The princess heard about the virtues and beauty of Nala, the King of the Nishadas from travelers and fell in love without ever having seen him. Similarly, Nala also fell in love with her without ever having seen her.
In her Swayamvara (self-choice ceremony), the Gods Indra, Agni, Varuna, and Yama took the form of Nala to confuse her, for they desired her for themselves. Bewildered, she prayed to them, and they allowed her to choose the real Nala, for they were pleased with her devotion to her true love. Nala and Damayanti were married and had twin children, a boy named Indrasena and a girl, also named Indrasena.

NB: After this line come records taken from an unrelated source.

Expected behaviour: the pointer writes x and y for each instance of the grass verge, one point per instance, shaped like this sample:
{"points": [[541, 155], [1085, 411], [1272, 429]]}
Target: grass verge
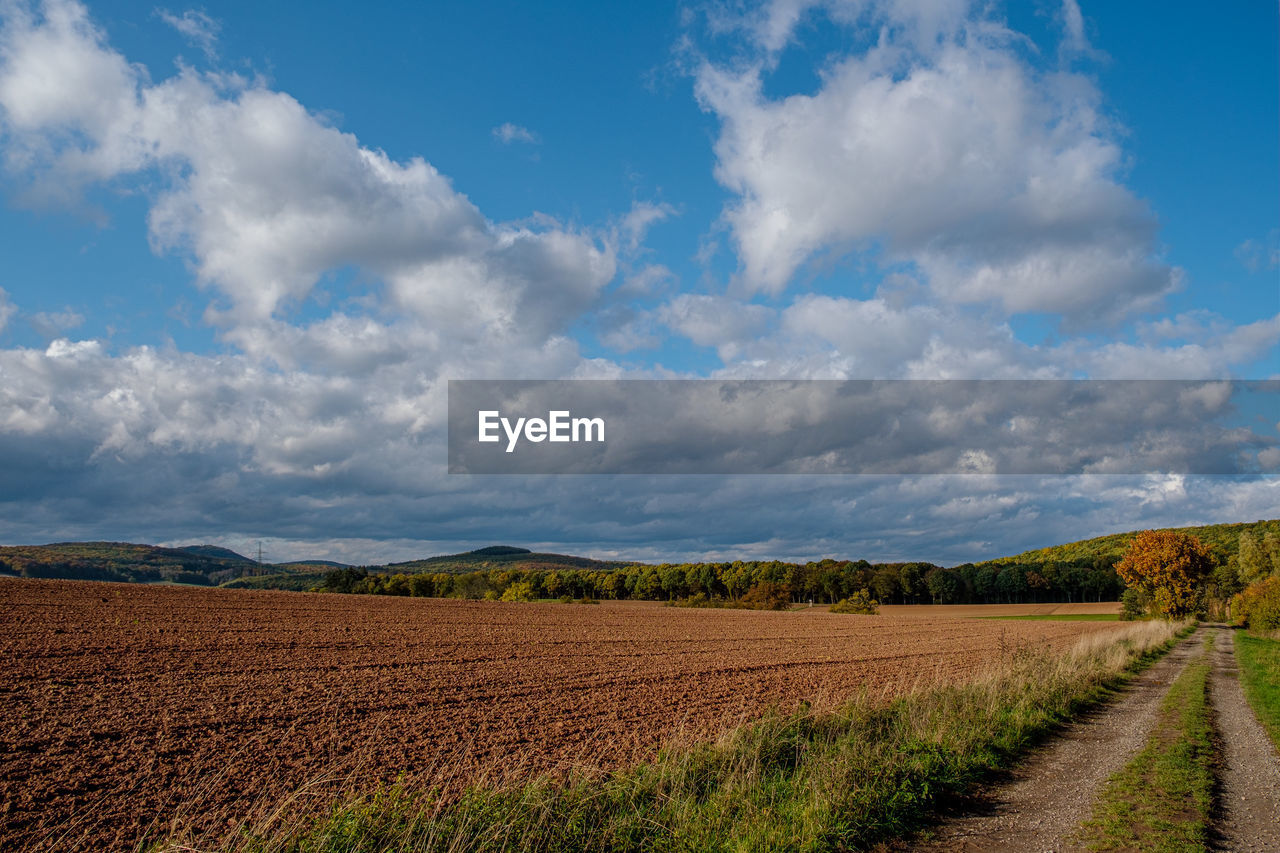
{"points": [[1061, 617], [1258, 658], [800, 781], [1162, 799]]}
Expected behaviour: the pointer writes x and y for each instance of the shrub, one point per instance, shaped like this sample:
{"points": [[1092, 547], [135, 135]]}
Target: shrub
{"points": [[1133, 605], [1258, 606], [860, 602]]}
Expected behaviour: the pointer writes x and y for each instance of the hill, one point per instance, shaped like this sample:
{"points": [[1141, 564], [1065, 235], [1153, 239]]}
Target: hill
{"points": [[216, 553], [502, 557], [126, 561], [1223, 539]]}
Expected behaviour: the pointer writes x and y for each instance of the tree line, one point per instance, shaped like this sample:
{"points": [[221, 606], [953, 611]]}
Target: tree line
{"points": [[759, 583]]}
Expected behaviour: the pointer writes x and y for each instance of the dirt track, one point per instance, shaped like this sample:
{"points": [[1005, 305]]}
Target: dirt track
{"points": [[1047, 798], [1249, 793], [128, 705]]}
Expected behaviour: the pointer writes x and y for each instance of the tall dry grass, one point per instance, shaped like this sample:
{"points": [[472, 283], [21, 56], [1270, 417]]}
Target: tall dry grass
{"points": [[876, 769]]}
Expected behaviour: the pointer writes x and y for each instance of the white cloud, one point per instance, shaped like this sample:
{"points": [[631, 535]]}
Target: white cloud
{"points": [[714, 320], [7, 309], [266, 196], [196, 26], [999, 182], [508, 133], [53, 324], [1257, 255]]}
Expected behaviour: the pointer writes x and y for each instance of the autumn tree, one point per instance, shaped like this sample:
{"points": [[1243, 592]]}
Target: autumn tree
{"points": [[1170, 569]]}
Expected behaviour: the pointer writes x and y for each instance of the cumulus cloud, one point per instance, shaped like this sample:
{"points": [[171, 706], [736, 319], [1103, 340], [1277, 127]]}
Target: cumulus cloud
{"points": [[940, 146], [333, 428], [508, 133], [714, 320], [7, 309], [1257, 255], [196, 26], [53, 324], [266, 196]]}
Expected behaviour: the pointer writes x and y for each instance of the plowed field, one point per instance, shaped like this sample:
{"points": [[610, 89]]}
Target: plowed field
{"points": [[128, 707]]}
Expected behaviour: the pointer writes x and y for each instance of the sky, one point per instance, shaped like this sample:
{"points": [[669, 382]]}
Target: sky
{"points": [[245, 249]]}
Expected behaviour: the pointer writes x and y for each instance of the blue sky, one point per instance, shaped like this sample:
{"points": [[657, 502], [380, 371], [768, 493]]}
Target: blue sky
{"points": [[245, 246]]}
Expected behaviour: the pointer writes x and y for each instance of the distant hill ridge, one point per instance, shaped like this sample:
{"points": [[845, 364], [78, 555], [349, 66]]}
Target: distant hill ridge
{"points": [[211, 565], [1223, 539]]}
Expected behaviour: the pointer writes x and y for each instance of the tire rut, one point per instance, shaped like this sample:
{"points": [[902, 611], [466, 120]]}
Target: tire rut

Unfortunate, Kali, the deity of the fourth (malevolent) era, had also desired her, and now wanted revenge on Nala. When Nala did not purify himself one day before ritual, Kali gained control of his body. Under the influence of this evil deity, Nala lost his kingdom at dice to his cousin Pushkara. Damayanti went into exile with her husband, but she sent her children to her father's kingdom accompanied by Nala's charioteer.
In the forest, still under the influence of Kali, Nala abandoned Damayanti. She underwent many trials, desperately seeking her husband everywhere. Finally she took up the post of the waiting woman of the princess of Chedi, keeping an eye out for her husband as she performed her duties.
Meanwhile, Nala rescued a snaked named Karkotaka, who bit him, causing the venom to afflict Kali who dwelt in his body. Nala was not in pain, but his form changed to that of a hideous dwarf. He took service with Rituparna, the King of Ayodhya as a charioteer, changing his name to Vahuka.
Finally, a messenger from her father Bhima located her in Chedi, and brought her back home. She later came to know that her husband might be in Ayodhya, so she sent a false message to the King of Ayodhya (Rituparna), saying that a second Swayamvara for her was being held. The King naturally rushed to participate, and his chariot was driven by Nala, who thought that his wife had finally given up on him. On the way, Rituparna taught Nala the art of skillful dice-play, in return for knowledge about horses. When this exchange was completed, Kali was expelled from the body of Nala, but he still retained his ugly appearance.
Once in Vidarbha, it was obvious to Rituparna that no Swayamvara was taking place, but he held his peace. Damayanti waited for her husband to come to her, but he would not, for he thought she did not want him. Finally with the help of her trusted servant (and friend) Keshini, she discovered the hideous dwarf Vahuka was really her husband Nala. Once they were reunited, the curse on Nala was finally lifted and he regained his handsome form.
With his newfound skill in dice, he challenged his cousin to a rematch and won back his kingdom, all his wealth and much more. Damayanti and Nala lived happily for a long time, till they were gathered to the world of their blessed forefathers.